僕はGeminiの予約アクション機能を使って、毎朝仕事関連のニュースまとめを作らせています。僕専用の新聞が届くようなものですね。同時にニュースから「今日の一面記事」を選ばせ、解説と事業への活用アイデアを提案させています。

今は複数のAIを使っている人も多いでしょう。「Geminiを使うのはコレ」「この業務はClaude」といった仕事の「型」を作ると活用が進みます。僕の場合はGoogle Workspace内の処理(メール要約やスケジュール調整、ドライブの整理など)はGemini。HubSpotやSlackなど他のSaaSとの仕事はClaudeにまかせています。

差がつく理由:③「頼み方」が具体的か

「ブログを書いて」と「中小企業の経営者向けに、HubSpotのタスク機能の使い方を800字で書いて。導入部は読者の悩みから入ること」では、Geminiのアウトプットの質が全く変わります。

漠然とした指示に対して、AIは漠然とした回答を返します。

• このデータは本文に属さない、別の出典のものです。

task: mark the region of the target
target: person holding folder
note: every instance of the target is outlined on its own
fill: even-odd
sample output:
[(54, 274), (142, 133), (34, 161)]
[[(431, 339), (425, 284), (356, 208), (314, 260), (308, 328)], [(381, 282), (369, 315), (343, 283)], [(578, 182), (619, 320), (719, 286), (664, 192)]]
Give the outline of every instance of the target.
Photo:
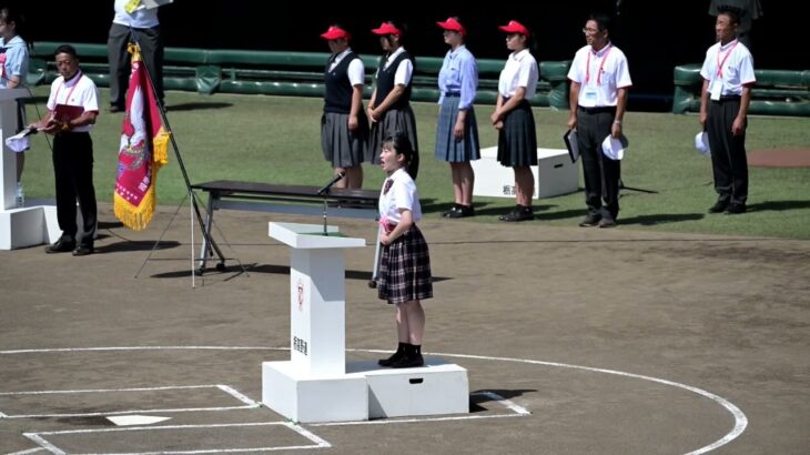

これはGeminiが悪いのではなく、人間側の指示が「仕様書」になっていないからです。

とはいえ、最初から完璧なプロンプトを書く必要はありません。「もう少し短く」「事例を1つ追加して」と対話しながら磨いていくことができます。大事なのは、最初の一投に「誰に向けて」「何のために」「どんな形式で」という3点を含めること。これだけでアウトプットの質は大きく変わります。

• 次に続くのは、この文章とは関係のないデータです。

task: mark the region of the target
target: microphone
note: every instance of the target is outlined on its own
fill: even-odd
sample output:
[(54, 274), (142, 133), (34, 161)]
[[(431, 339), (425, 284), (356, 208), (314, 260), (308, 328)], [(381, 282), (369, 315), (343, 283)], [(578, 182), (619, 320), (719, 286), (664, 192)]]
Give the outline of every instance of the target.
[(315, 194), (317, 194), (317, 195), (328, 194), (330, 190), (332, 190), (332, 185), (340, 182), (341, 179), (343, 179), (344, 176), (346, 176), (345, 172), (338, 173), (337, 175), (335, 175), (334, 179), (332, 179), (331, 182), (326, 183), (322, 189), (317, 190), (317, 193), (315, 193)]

❌️ やってはいけないパターン:「〇〇について教えて」「〇〇を作って」と一言だけ投げる

✅️ AI活用度が高い人のパターン:「対象・目的・形式」の3点セットで依頼する

プロンプトや文脈共有でAIの回答は大きく変わります。僕は事業単位の文脈をNotebookLMに保存。それを特定のGemと連携させることで「特定事業のスペシャリスト」を作っています。文脈を理解しているので話が早い。

プロンプトも箇条書きで「こんなことをしたい。条件は〇〇と〇〇と...」と書いてGemini自身に作らせます。期待通りのアウトプットにならないときは「プロンプトをどう修正したらいい?」と聞いて、段階的に改善させています。

結論:Geminiはもう、あなたのGWSの中にいる

GeminiはGoogle Workspaceの中にすでに組み込まれています。追加費用なしで使えるプランも増え、「使えない理由」はほぼなくなりました。

あとは使う側の準備だけです。データをクラウドに集める、業務の型にGeminiを組み込む、頼み方を具体的にする。この3つを意識するだけで、「同じGoogle Workspaceユーザー」の中で、あなたのAI活用度は確実に変わります。